Induction of protective effector immunity to prevent pathogenesis caused by the respiratory syncytial virus. Implications on therapy and vaccine design

Abstract

Human respiratory syncytial virus (hRSV) is the leading cause of respiratory illness in infants and young children around the globe. This pathogen, which was discovered in 1956, continues to cause a huge number of hospitalizations due to respiratory disease and it is considered a health and economic burden worldwide, especially in developing countries. The immune response elicited by hRSV infection leads to lung and systemic inflammation, which results in lung damage but is not efficient at preventing viral replication. Indeed, natural hRSV infection induces a poor immune memory that allows recurrent infections. Here, we review the most recent knowledge about the lifecycle of hRSV, the immune response elicited by this virus and the subsequent pathology induced in response to infection in the airways. Novel findings about the alterations that this virus causes in the central nervous system and potential therapies and vaccines designed to treat or prevent hRSV infection are discussed.

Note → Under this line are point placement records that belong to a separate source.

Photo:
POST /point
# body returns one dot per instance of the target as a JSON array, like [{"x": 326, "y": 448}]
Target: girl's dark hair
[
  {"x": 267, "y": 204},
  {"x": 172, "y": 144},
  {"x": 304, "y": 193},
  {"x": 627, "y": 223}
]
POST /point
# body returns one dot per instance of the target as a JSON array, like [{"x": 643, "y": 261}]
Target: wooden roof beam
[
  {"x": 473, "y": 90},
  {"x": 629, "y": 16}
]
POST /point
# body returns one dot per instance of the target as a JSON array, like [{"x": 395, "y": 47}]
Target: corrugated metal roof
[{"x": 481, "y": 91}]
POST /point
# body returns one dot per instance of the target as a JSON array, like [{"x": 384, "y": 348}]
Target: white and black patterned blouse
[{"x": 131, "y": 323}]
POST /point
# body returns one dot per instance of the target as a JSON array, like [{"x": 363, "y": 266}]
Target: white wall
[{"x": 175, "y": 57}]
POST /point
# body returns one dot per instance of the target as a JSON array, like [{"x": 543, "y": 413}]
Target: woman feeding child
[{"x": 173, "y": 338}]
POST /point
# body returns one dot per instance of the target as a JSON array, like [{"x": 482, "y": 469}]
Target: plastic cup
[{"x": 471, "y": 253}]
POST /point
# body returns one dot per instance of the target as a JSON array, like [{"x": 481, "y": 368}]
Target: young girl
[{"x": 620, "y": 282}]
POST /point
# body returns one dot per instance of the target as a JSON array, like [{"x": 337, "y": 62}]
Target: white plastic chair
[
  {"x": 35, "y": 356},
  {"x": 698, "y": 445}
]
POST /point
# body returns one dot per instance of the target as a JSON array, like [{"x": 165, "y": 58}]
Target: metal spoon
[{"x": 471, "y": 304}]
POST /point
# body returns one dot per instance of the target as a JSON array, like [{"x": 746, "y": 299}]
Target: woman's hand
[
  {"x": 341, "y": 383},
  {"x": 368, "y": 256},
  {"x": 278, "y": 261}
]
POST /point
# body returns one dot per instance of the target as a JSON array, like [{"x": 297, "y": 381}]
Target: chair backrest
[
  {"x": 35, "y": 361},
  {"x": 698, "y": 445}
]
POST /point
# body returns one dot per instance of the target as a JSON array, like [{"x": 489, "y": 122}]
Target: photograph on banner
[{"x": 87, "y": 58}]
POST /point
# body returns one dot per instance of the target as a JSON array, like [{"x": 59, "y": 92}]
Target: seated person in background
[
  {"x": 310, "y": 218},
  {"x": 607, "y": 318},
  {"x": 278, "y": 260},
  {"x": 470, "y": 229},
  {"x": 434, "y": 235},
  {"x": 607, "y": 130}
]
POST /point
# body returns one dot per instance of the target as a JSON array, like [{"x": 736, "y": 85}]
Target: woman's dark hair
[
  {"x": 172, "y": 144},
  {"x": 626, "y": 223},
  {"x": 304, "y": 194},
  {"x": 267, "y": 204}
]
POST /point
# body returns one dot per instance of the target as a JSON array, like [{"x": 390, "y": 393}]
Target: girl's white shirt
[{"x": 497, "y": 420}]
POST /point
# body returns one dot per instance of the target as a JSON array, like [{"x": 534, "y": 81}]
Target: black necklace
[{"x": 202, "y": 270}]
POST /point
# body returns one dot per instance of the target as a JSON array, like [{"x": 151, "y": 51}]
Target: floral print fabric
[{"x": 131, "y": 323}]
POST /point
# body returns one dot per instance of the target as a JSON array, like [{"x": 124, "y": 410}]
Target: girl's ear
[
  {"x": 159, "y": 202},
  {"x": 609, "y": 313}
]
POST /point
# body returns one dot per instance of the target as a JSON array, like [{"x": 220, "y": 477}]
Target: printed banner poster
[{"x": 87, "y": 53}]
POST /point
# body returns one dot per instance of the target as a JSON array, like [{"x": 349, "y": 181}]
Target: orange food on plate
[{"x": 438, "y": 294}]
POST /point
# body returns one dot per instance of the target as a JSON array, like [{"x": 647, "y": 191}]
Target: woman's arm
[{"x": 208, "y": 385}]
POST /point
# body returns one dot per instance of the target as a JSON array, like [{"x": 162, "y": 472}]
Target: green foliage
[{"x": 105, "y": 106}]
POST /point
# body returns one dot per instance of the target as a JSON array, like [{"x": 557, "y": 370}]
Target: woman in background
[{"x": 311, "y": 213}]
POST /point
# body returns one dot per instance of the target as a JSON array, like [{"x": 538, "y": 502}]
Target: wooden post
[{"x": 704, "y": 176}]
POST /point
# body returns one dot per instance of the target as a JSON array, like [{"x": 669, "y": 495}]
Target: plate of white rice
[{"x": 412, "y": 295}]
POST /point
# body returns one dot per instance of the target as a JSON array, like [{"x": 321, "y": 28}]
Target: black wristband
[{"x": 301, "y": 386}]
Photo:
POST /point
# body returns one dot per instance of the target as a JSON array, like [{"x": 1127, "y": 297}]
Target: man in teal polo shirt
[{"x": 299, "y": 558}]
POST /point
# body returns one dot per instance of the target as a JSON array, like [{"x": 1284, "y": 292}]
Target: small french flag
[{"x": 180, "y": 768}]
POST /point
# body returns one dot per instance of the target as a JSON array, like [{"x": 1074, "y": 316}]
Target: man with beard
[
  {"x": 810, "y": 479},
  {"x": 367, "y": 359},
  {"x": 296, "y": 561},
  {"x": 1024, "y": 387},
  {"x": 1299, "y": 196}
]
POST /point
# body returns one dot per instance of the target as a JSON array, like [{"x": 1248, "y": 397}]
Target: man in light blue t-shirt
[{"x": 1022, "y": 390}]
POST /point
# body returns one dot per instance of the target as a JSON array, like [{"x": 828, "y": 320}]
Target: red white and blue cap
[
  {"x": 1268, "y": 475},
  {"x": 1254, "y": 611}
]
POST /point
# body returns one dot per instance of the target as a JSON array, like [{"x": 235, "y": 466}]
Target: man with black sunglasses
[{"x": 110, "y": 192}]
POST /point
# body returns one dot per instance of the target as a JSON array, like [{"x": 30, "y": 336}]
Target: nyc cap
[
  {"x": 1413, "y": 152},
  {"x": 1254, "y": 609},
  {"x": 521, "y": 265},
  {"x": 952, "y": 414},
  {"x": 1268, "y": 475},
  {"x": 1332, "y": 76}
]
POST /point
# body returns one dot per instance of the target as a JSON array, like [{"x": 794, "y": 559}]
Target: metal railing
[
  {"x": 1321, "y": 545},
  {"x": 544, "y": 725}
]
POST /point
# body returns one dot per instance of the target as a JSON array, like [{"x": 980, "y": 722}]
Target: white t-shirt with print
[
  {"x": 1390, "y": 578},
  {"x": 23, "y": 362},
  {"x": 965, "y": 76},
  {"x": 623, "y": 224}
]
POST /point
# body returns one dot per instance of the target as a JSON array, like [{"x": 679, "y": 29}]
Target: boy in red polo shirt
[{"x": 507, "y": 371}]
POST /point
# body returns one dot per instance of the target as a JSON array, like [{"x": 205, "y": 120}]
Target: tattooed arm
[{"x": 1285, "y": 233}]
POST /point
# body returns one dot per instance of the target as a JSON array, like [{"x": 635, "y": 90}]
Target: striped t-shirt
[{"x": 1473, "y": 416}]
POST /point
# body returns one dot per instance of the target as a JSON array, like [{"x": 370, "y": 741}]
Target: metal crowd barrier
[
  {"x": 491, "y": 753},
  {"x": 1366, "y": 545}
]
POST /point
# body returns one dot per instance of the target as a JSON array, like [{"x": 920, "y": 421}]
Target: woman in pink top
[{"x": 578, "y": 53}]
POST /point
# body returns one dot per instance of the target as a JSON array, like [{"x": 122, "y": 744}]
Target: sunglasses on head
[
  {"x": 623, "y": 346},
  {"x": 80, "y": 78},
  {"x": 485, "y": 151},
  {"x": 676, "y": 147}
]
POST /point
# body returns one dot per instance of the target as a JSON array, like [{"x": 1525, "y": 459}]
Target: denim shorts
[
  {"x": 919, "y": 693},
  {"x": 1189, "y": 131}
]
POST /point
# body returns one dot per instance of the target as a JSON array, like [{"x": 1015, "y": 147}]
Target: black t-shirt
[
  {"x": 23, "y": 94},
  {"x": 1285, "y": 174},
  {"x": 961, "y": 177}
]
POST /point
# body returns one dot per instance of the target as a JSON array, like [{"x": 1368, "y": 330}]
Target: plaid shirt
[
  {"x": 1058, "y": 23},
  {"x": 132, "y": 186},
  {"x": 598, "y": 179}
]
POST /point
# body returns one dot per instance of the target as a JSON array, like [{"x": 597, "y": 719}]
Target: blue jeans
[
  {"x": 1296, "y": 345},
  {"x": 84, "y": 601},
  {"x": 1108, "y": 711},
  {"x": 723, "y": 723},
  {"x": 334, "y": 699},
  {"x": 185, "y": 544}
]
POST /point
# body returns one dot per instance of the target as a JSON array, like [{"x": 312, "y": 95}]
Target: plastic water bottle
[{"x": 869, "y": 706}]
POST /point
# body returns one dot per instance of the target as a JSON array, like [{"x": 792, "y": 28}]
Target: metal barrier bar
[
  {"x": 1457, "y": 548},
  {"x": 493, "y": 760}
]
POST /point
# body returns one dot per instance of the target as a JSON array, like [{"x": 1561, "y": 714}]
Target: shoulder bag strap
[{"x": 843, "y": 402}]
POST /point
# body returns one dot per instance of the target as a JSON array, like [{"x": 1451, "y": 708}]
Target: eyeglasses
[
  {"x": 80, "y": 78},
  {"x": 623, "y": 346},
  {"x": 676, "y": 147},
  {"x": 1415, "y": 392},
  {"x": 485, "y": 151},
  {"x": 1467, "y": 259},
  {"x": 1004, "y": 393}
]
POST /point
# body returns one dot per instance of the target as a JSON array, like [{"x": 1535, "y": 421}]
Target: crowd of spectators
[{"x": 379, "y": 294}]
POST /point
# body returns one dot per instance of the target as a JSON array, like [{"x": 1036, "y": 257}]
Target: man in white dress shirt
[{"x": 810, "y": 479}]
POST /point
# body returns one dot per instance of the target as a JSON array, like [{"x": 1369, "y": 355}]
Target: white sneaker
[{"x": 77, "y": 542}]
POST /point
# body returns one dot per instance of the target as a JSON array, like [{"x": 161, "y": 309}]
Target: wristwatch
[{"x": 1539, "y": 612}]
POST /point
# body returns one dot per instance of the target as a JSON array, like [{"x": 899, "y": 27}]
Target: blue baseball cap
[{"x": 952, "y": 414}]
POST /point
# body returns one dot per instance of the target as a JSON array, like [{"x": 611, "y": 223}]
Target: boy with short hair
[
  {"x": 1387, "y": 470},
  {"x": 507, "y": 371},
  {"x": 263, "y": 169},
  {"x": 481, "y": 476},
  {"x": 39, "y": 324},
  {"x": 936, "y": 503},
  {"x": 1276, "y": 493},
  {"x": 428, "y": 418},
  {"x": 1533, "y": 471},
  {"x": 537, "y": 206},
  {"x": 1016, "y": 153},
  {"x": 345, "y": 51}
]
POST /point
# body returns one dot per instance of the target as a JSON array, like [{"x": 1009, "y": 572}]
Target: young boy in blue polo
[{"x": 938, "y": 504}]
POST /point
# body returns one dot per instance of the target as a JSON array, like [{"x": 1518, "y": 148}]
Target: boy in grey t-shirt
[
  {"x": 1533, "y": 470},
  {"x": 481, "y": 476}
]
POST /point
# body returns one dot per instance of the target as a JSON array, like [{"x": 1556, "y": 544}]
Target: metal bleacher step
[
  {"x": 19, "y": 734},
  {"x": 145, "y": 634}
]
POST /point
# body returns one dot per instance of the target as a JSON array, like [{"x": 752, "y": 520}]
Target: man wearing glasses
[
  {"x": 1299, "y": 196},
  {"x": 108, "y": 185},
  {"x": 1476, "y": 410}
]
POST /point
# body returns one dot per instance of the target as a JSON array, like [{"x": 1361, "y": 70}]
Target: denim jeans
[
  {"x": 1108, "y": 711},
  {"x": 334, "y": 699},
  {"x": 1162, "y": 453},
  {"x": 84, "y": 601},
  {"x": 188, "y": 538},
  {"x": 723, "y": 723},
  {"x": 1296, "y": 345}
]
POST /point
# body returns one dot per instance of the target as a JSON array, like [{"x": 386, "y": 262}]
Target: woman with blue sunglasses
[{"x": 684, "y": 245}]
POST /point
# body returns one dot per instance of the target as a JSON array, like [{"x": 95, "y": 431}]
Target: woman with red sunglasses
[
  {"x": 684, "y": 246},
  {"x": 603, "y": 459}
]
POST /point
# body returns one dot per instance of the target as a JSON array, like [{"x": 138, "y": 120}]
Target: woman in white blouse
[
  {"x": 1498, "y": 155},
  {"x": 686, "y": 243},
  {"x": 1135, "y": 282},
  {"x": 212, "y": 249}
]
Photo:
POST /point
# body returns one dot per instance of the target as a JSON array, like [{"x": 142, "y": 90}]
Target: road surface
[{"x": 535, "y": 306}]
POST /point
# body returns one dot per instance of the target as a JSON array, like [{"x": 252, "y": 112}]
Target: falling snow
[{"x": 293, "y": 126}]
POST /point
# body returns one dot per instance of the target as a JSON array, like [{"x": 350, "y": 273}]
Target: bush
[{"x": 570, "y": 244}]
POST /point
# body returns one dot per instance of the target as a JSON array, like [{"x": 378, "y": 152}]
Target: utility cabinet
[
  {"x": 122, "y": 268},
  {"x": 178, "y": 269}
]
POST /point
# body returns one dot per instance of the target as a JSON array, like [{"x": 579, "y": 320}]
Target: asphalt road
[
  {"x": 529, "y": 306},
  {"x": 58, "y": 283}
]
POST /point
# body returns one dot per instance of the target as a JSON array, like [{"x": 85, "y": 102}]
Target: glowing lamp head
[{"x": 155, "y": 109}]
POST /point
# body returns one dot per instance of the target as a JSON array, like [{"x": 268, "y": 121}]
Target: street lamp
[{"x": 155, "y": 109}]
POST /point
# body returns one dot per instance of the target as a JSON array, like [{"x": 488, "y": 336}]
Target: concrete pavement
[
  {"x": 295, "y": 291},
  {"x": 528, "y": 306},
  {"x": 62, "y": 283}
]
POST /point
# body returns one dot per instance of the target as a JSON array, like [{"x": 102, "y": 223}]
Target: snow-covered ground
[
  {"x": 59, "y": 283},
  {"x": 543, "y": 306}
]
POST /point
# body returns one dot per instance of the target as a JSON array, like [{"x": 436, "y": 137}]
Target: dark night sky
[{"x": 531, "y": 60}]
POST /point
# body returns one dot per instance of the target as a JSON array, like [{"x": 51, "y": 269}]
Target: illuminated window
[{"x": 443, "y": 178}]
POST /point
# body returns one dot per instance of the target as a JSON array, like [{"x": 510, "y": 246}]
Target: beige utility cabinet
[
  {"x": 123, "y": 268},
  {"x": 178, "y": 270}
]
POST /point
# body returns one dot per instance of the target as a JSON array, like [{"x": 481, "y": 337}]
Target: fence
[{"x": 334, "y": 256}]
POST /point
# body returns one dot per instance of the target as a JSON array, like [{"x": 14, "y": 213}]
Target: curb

Keywords: T helper type 1/type 2 cells; hRSV; lung; vaccination; viral.

Figure 1

Human respriatory syncytial virus (hRSV) recognition by airways epithelial cells: upon infection, different hRSV components activate pattern recognition receptors (PRRs). Toll-like receptors (TLRs) are crucial in the hRSV recognition and the triggering of innate immune response against this pathogen; TLR2 and TLR4, expressed in the cell surface, and TLR3 and TLR7, present in cytoplasmatic endosomes, are activated in response to hRSV and promote the secretion of pro-inflammatory cytokines, such as interleukin-8 (IL-8), IL-1β and IL-6 through the nuclear factor-κB (NF-κB) and interferon regulatory factor 3 (IRF3) pathway. Also retinoic acid-inducible gene (RIG-1) and nucleotide-binding oligomerization domain (NOD2), which belong to RIG-I-like receptors (RLRs) and NOD-1-like receptors (NLRs), respectively, participate in the recognition of viral RNA associated with mitochondrial anti-viral signalling (MAVS) in the mitochondrial membrane in the cytoplasm leading to activation of NF-κB and IRF3.

Figure 2

Inflammatory environment after human respiratory syncytial virus (hRSV) infection. Human RSV infection has been associated with an inefficient immunity characterized by a T helper type 2 (Th2) and Th17 polarized response and a weak Th1 response. Human RSV enters lung epithelial cells and induces the secretion of cytokines and chemokines such as interleukin-6 (IL-6), IL-8, RANTES, CCL3, MIP-2, CXCL10 to promote the recruitment of neutrophils infiltrating the infection site. Also, resident dendritic cells (DCs) migrate to draining lymph nodes to activate T-cell responses against hRSV characterized by an exacerbated Th2 and Th17 response. Indeed, epithelial cells expressed MHC-II, the co-stimulatory molecules CD80 and CD86 that can activate naive T cells to Th2 and Th17 polarization after hRSV infection. The pro-inflammatory cytokines and effector cells in the environment cause damage in the epithelium, which causes the characteristic pathology of hRSV.